Closed lucasem1 closed 1 year ago
Hi @lucasem1 , How did you compile ELPA? You should use the same tool chain (i.e. OneAPI) for ELPA with ABACUS.
Hi caic99
here there is the head of my config.log for the elpa :
../configure --prefix=/LIBS/INTEL_2020/install/elpa-2021.05.002 FCFLAGS=-O3 -xCORE-AVX512 CFLAGS=-O3 -xCORE-AVX512 --enable-option-checking=fatal SCALAPACK_LDFLAGS=-L/exe_kosmos/intel/compilers_and_libraries_2020.2.254/linux/mkl/lib/intel64 -lmkl_scalapack_lp64 -lmkl_intel_lp64 -lmkl_sequential -lmkl_core -lmkl_blacs_intelmpi_lp64 -lpthread SCALAPACK_FCFLAGS=-I/exe_kosmos/intel/compilers_and_libraries_2020.2.254/linux/mkl/include/intel64/lp64 --enable-avx2 --enable-avx512 FC=mpiifort CC=mpiicc
Do I need to recompile? If yes, how?
Thanks Luca Sementa
Hi @lucasem1 ,
Would you try CC=mpiicc CXX=mpiicpc FC=mpiifort ../configure FCFLAGS="-mkl=cluster"
?
IMHO the ifort compiler seems to have extra support to mkl with -mkl
flag, so we don't need to pass MKL as a ScaLAPACK implementation.
Wiki FYI. Installing ELPA is quite tricky; we are planning to make it optional.
Dear caic99
I did what you said without success. Do you have any other suggestions? The issues always appear in the linking.
Hi @lucasem1 , Would you share your building command for ABACUS?
export CC=mpiicc export CXX=mpiicpc export FC=mpiifort cmake -DCMAKE_INSTALL_PREFIX=/home/.../CODES/INTEL/INTEL_2020/ABACUS/abacus300\ -DCEREAL_INCLUDE_DIR=/home/.../CODES/INTEL/INTEL_2020/ABACUS/cereal/include\ -DELPA_LIBRARY=/home/.../LIB/INTEL_2020/install/elpa-2021.05.002/lib/libelpa.a\ -DELPA_INCLUDE_DIR=/home/.../LIBS/INTEL_2020/install/elpa-2021.05.002/include/elpa-2021.05.002 ..
@lucasem1 Would you try replacing -DELPA_LIBRARY=/home/.../LIB/INTEL_2020/install/elpa-2021.05.002/lib/libelpa.a
with -DELPA_DIR=/home/.../LIB/INTEL_2020/install/elpa-2021.05.002/
?
It gets stuck at the config stage:
-- The CXX compiler identification is Intel 19.1.2.20200623
-- Detecting CXX compiler ABI info
-- Detecting CXX compiler ABI info - done
-- Check for working CXX compiler: /exe_kosmos/intel/compilers_and_libraries_2020.2.254/linux/mpi/intel64/bin/mpiicpc - skipped
-- Detecting CXX compile features
-- Detecting CXX compile features - done
-- Found Cereal: /home/.../CODES/INTEL/INTEL_2020/ABACUS/cereal/include
CMake Error at /home.../LIBS/GCC_10.3/install/cmake3232/share/cmake-3.23/Modules/FindPackageHandleStandardArgs.cmake:230 (message):
Could NOT find ELPA (missing: ELPA_LIBRARY)
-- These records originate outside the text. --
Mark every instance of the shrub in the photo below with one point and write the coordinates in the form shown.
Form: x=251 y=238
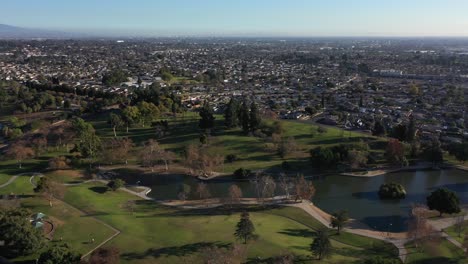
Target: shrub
x=392 y=191
x=59 y=163
x=114 y=185
x=242 y=173
x=230 y=158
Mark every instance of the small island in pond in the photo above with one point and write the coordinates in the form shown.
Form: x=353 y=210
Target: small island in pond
x=392 y=191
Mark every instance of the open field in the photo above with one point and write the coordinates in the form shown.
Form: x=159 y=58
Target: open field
x=252 y=152
x=436 y=252
x=169 y=235
x=71 y=225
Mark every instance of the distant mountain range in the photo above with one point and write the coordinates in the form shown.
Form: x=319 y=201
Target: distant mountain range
x=12 y=32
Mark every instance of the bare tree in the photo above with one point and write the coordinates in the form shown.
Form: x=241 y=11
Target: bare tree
x=202 y=191
x=202 y=162
x=117 y=150
x=59 y=163
x=235 y=194
x=285 y=184
x=459 y=224
x=50 y=189
x=304 y=189
x=357 y=159
x=39 y=144
x=268 y=187
x=130 y=205
x=419 y=229
x=19 y=151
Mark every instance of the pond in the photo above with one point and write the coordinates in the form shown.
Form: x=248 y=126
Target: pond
x=336 y=192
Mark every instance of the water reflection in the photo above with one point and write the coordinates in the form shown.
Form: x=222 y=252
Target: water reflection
x=336 y=192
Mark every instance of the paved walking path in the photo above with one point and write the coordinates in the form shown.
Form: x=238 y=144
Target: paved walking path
x=355 y=227
x=31 y=180
x=12 y=179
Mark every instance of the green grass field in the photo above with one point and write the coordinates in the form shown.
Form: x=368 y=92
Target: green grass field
x=168 y=235
x=252 y=152
x=436 y=252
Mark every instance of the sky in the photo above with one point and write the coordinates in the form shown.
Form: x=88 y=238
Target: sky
x=288 y=18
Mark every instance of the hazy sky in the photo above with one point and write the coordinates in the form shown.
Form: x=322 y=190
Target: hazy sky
x=243 y=17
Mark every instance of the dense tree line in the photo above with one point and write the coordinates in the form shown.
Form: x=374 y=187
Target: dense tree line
x=245 y=115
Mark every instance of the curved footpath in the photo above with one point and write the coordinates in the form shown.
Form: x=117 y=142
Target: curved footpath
x=397 y=239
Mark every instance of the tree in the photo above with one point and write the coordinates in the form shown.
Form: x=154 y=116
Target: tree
x=116 y=184
x=147 y=112
x=50 y=189
x=206 y=117
x=245 y=230
x=19 y=151
x=418 y=227
x=201 y=162
x=285 y=184
x=20 y=237
x=242 y=173
x=323 y=157
x=59 y=163
x=339 y=219
x=202 y=191
x=411 y=130
x=444 y=201
x=357 y=159
x=59 y=253
x=244 y=117
x=110 y=255
x=184 y=191
x=152 y=153
x=433 y=152
x=231 y=118
x=321 y=245
x=287 y=146
x=116 y=121
x=130 y=115
x=304 y=189
x=39 y=144
x=395 y=152
x=254 y=117
x=235 y=194
x=392 y=191
x=88 y=143
x=459 y=224
x=267 y=186
x=117 y=150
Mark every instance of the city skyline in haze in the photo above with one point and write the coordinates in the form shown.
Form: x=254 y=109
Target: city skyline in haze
x=292 y=18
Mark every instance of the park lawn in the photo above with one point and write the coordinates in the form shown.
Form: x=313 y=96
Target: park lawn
x=435 y=253
x=4 y=178
x=168 y=235
x=73 y=226
x=65 y=176
x=451 y=231
x=252 y=152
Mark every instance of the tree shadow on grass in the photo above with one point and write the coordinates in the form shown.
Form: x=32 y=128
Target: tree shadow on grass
x=178 y=251
x=298 y=232
x=222 y=210
x=277 y=259
x=98 y=189
x=437 y=260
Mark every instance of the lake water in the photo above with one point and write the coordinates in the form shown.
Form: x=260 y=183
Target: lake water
x=336 y=192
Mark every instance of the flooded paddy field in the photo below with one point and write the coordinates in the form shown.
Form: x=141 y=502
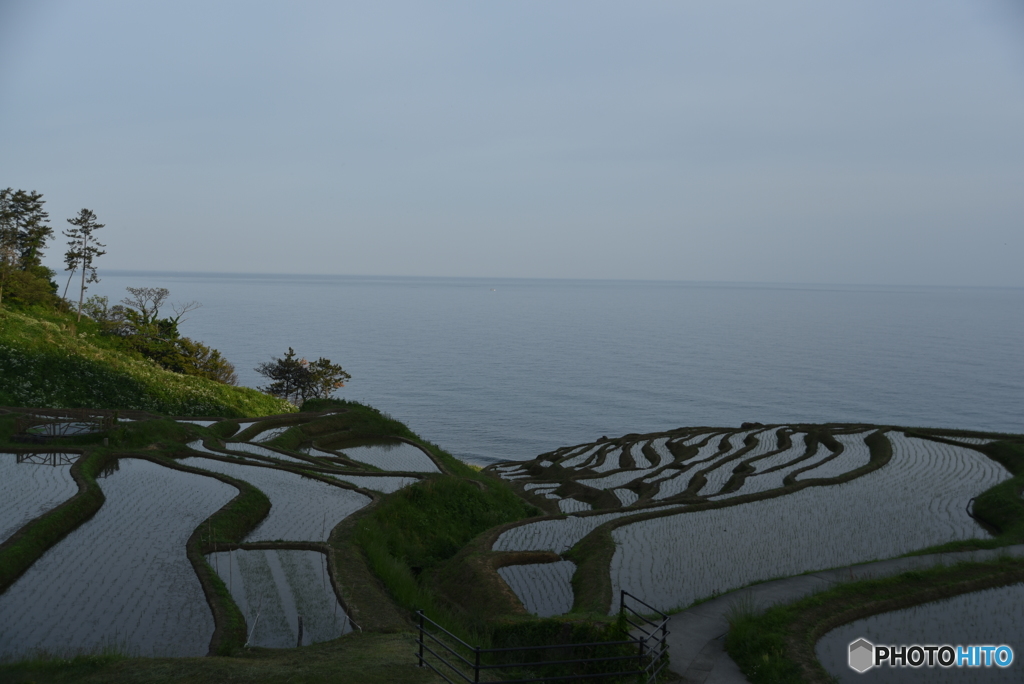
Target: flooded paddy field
x=272 y=588
x=991 y=616
x=385 y=483
x=916 y=500
x=544 y=589
x=674 y=560
x=301 y=509
x=399 y=456
x=122 y=579
x=32 y=484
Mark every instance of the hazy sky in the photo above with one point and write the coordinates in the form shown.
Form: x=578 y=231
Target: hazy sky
x=858 y=141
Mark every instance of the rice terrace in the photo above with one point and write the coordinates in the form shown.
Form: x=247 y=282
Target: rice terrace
x=336 y=544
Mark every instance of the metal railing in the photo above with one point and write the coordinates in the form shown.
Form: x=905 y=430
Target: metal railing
x=454 y=657
x=653 y=643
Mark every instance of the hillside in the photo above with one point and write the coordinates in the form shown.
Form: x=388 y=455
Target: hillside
x=51 y=360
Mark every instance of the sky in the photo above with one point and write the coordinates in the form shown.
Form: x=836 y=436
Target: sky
x=860 y=141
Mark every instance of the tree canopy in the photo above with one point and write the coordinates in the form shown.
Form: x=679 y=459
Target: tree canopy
x=297 y=379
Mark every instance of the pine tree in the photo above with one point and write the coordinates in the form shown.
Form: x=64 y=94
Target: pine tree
x=83 y=249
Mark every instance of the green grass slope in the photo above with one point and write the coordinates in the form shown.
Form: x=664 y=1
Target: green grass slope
x=49 y=360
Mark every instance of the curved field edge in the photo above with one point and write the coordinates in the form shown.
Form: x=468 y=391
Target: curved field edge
x=409 y=542
x=777 y=647
x=593 y=554
x=46 y=364
x=23 y=549
x=368 y=658
x=1000 y=509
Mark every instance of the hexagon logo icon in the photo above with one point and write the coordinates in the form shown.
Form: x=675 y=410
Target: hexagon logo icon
x=861 y=655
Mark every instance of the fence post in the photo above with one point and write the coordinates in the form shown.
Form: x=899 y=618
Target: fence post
x=421 y=637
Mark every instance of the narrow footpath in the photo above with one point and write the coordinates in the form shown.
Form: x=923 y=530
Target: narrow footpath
x=696 y=642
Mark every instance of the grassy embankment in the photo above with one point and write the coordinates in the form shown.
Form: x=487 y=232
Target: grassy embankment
x=385 y=557
x=49 y=360
x=778 y=645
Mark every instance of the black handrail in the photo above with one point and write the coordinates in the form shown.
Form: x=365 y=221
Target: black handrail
x=650 y=658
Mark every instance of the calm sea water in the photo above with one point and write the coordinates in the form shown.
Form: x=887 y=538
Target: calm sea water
x=508 y=369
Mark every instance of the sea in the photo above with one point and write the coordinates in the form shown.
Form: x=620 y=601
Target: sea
x=505 y=369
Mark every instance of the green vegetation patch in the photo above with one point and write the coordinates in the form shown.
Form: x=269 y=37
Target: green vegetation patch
x=777 y=647
x=412 y=531
x=59 y=364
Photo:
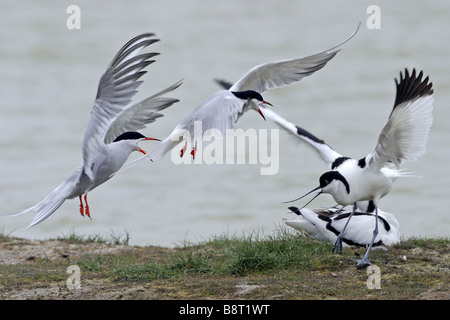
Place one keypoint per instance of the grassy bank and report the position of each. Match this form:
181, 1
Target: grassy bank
283, 265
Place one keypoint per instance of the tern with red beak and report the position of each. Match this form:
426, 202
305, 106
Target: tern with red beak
223, 109
111, 134
403, 138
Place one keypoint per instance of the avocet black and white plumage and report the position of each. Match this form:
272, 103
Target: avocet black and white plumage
328, 224
110, 136
222, 110
402, 139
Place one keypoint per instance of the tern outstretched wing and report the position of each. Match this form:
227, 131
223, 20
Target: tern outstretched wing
284, 72
113, 112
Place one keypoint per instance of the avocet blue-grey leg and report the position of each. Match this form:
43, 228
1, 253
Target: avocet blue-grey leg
364, 262
338, 244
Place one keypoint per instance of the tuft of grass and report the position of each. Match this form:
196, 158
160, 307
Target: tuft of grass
74, 238
255, 253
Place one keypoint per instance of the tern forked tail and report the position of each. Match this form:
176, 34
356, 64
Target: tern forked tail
52, 201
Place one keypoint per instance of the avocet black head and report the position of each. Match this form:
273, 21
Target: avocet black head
131, 135
252, 95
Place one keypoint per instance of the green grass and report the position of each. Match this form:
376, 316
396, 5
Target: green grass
284, 265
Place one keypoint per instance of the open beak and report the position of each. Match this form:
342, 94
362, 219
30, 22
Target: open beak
143, 151
259, 109
315, 189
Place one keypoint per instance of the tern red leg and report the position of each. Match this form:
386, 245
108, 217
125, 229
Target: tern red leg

Call Stack (most recent call first):
/home/.../LIBS/GCC_10.3/install/cmake3232/share/cmake-3.23/Modules/FindPackageHandleStandardArgs.cmake:594 (_FPHSA_FAILURE_MESSAGE)
modules/FindELPA.cmake:24 (find_package_handle_standard_args)
CMakeLists.txt:58 (find_package)
@lucasem1
We didn't try to use static library libelpa.a
. Would you replace it in your original script with libelpa.so
?
Currently we are working on conda distribution. We will notify you as long as installing by conda is ready.
Good....dynamic linking is ok. Thank you for the advice. I hope you will continue keeping ELPA as the preferred library for diagonalization. I can confirm that when using it with Intel compilers and mkl one can get a huge speed-up.
Just another question. Is it possible to link abacus to the ELPA library compiled with the OPENMP support? (libelpa_openmp.so)
@lucasem1 Feel free to reach us if you encountered further problems.
I can confirm that when using it with Intel compilers and mkl one can get a huge speed-up.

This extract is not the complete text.